Chime Gonpo, 41 was detained on March 18, 2008 for staging a peaceful protest against the Chinese government in Karzez, eastern Tibet. Minutes after Gonpo along with ten other Tibetans began calling for the return of the Dalai Lama and freedom in Tibet, local armed police arrived and started beating the protesters before taking them away.

According to the Dharamshala based rights group Tibetan Centre for Human Rights and Democracy, Gonpo’s relatives began to notice “drastic changes” in his health soon after he was released in March last year.

He began to “lose weight and his body turned darker day by day,” TCHRD quoted Gonpo’s niece Nyidon, who recently escaped to India, as saying.

When hospitals in the region failed to diagnose Gonpo’s condition, his family took him to a hospital in Beijing where doctors declared he was suffering from hepatitis and kidney disease.

Nyidon told TCHRD that her family suspects the failing health of her Uncle, who used to be a healthy and energetic man before his arrest, was due to the “beatings and tortures he suffered during his three year imprisonment.”

Even as Gonpo is recuperating at his home, the local police continue to make weekly visits to interrogate him and to check whether he has left without their knowledge, TCHRD said.

Gonpo’s family continues to be under surveillance of security officials and their movements and activities are constantly monitored and controlled.

“It is normal for family members and relatives of a former or current political prisoner to face many hardships at the hands of the police and other government officials,” Nyidon told TCHRD.

Nyidon also recalls names of a few others who were sentenced along with her Uncle Gonpo, including Nyiga, 50 from Sershul and Goga, 45 from Kardze, who were sentenced to eight and three years respectively.

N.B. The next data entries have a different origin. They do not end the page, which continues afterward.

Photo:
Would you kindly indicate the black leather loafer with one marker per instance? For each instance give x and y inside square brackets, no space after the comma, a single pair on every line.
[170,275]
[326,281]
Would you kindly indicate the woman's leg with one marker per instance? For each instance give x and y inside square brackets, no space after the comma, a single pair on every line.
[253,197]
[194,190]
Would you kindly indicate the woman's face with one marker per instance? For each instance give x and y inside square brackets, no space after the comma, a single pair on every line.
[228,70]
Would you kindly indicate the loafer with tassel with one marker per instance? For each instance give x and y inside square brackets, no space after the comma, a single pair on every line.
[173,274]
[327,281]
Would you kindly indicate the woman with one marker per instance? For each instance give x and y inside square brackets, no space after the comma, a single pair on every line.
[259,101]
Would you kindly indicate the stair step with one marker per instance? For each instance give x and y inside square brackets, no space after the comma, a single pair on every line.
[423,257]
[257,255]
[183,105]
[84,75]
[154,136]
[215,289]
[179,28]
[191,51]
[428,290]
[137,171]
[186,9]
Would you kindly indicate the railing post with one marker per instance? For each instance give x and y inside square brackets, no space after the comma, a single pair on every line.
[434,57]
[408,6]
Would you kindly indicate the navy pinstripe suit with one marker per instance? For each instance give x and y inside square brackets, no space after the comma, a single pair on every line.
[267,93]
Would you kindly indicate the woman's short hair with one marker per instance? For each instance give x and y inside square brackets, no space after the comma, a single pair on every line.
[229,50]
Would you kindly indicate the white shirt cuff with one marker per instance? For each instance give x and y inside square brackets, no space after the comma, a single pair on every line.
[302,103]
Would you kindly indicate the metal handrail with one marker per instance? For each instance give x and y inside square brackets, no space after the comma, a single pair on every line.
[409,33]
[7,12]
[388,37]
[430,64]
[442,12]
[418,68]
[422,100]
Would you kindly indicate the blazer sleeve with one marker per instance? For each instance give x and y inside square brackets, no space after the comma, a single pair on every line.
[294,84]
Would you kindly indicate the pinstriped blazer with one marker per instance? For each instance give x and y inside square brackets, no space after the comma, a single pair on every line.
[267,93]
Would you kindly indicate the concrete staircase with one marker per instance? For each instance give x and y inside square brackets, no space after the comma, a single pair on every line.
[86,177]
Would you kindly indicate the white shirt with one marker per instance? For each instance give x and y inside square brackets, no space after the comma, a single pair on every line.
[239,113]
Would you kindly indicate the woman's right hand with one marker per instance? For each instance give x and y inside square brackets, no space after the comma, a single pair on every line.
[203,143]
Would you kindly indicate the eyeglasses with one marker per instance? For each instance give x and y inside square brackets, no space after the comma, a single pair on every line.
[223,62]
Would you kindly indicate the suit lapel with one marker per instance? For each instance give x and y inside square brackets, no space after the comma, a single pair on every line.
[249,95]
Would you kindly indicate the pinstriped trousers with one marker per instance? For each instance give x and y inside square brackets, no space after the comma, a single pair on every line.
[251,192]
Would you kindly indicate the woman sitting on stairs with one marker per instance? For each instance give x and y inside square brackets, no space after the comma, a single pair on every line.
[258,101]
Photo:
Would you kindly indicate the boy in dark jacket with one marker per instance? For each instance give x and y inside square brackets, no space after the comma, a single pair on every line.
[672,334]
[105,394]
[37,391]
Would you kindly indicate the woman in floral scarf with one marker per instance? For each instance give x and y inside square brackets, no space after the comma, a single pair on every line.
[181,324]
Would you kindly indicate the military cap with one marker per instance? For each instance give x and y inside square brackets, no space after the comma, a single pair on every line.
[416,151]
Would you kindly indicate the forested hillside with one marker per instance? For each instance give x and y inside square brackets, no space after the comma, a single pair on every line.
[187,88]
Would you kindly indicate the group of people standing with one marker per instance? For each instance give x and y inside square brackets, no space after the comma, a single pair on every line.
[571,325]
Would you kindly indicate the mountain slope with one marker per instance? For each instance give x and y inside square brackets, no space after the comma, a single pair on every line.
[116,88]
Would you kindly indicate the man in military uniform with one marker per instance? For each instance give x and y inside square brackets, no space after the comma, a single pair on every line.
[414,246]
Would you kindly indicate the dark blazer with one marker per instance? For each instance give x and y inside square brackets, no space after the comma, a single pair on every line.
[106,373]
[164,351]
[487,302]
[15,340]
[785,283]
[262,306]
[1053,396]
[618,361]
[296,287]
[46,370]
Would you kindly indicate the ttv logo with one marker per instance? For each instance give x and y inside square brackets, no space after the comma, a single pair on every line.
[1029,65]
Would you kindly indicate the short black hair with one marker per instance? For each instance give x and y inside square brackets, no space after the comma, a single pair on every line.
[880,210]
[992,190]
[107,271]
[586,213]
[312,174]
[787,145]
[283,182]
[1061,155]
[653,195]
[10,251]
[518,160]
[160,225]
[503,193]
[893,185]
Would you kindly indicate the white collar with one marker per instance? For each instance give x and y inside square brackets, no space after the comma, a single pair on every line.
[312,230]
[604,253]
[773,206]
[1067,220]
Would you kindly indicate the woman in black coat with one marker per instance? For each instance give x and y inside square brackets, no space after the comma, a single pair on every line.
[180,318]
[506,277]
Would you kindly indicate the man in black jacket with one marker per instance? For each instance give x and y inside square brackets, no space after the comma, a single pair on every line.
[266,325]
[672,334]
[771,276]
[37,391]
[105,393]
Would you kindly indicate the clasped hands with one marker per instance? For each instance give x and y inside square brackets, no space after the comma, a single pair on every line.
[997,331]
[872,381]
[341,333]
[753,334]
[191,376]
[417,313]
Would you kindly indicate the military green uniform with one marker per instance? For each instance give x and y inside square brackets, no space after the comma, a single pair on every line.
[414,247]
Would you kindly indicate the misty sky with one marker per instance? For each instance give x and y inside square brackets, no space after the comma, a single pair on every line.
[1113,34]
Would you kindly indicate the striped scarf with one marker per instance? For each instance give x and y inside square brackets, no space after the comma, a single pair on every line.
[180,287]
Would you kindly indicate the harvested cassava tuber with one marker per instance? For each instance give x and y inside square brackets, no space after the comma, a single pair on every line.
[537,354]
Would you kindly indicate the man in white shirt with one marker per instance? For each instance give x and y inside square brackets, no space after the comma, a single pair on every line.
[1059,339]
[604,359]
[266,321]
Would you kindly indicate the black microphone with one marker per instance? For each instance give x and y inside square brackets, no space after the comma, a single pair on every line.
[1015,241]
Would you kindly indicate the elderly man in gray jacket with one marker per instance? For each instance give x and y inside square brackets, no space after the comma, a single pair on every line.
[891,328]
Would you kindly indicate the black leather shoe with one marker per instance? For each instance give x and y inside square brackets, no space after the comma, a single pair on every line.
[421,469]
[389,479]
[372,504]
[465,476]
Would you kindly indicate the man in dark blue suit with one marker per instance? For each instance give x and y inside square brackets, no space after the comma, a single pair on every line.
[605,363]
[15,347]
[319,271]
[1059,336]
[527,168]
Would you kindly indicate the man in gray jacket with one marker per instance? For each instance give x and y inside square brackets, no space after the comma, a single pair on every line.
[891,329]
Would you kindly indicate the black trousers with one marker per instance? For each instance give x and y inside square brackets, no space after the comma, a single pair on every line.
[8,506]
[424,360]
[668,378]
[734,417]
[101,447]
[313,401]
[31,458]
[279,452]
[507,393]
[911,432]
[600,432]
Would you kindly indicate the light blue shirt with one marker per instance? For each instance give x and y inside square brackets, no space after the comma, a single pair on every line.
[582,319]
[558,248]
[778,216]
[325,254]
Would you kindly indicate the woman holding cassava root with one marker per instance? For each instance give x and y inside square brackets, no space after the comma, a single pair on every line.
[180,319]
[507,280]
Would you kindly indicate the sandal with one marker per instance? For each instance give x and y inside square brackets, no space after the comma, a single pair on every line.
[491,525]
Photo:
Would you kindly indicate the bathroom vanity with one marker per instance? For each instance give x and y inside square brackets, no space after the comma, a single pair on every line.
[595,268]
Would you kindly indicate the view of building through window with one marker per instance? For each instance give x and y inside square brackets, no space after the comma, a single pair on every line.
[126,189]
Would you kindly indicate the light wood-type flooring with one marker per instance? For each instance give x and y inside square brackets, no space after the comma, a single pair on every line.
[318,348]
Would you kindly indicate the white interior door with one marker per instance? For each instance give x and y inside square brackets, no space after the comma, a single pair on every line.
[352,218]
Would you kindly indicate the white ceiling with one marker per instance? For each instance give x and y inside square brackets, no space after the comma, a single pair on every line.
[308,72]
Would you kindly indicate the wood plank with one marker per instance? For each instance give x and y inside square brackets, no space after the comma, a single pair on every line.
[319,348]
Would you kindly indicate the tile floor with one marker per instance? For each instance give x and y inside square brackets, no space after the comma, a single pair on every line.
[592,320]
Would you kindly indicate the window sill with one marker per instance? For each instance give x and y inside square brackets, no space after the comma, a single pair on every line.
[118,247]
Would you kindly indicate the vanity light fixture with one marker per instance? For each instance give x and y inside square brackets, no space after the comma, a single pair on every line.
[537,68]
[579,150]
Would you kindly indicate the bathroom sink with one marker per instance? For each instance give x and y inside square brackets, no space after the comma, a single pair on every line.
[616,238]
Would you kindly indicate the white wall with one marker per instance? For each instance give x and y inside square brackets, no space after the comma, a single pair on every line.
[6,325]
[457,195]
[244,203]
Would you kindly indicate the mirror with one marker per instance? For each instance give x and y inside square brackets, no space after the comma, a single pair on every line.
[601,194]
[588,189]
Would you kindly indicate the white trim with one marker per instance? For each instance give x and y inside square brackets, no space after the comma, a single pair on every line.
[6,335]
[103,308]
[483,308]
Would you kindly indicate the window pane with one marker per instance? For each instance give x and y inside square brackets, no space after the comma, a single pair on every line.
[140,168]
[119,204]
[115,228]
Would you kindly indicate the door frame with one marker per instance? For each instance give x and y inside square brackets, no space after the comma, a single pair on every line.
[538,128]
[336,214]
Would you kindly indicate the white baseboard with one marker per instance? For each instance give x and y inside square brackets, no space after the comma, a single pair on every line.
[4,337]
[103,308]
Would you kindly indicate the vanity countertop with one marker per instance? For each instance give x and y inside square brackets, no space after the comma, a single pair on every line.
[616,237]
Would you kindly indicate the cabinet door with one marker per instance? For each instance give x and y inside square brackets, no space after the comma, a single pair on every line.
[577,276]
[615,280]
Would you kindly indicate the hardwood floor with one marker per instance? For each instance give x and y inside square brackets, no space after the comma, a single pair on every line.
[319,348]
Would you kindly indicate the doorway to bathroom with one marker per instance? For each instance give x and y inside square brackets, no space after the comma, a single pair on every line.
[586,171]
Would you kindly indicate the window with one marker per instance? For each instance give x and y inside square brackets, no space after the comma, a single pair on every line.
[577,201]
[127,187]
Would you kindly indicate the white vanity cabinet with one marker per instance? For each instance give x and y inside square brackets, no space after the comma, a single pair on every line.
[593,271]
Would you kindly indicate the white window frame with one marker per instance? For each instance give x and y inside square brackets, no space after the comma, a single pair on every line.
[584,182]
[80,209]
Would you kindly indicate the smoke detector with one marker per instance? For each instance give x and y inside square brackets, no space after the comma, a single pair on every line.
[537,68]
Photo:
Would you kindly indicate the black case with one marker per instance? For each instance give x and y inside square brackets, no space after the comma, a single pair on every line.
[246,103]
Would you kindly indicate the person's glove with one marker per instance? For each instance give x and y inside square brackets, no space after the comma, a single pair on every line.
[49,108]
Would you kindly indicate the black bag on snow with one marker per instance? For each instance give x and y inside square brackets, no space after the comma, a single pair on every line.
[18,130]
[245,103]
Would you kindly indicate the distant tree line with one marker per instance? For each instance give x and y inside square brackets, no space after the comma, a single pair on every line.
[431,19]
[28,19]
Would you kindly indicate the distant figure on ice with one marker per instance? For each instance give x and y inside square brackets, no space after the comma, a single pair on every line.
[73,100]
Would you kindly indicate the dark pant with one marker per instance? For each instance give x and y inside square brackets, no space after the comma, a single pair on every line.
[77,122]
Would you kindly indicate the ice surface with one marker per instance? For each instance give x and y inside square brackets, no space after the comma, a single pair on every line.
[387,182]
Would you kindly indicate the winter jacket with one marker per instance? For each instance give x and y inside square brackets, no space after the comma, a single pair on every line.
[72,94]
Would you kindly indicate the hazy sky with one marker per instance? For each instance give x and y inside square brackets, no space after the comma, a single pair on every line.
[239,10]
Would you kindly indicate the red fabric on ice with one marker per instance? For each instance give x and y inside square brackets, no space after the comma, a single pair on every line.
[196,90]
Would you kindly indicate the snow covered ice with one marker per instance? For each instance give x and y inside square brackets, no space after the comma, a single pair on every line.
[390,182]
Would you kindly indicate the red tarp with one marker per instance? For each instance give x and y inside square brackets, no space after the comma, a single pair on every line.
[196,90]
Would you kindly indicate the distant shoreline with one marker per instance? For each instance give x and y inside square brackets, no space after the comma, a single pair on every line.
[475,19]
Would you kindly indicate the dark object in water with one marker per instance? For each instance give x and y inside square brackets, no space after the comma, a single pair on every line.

In January 2012, Lobsang Khedup, 39, a monk from the Kirti monastery was released after serving one year of his three-year sentence upon suffering waist-down paralysis due to torture and indiscriminate beatings by Chinese prison guards. The prison guards ascertained that he had minimal chances of recovery.

Late last year, Norlha Ashagtsang, a political prisoner passed away as a result of torture suffered in Chinese detention. He succumbed to his injuries sustained during prolonged torture sessions in Lhasa just weeks after his released on medical parole.

London based Free Tibet notes that in Tibet “it is common practice for seriously or terminally injured prisoners to be released in order to reduce the number of deaths in detention.”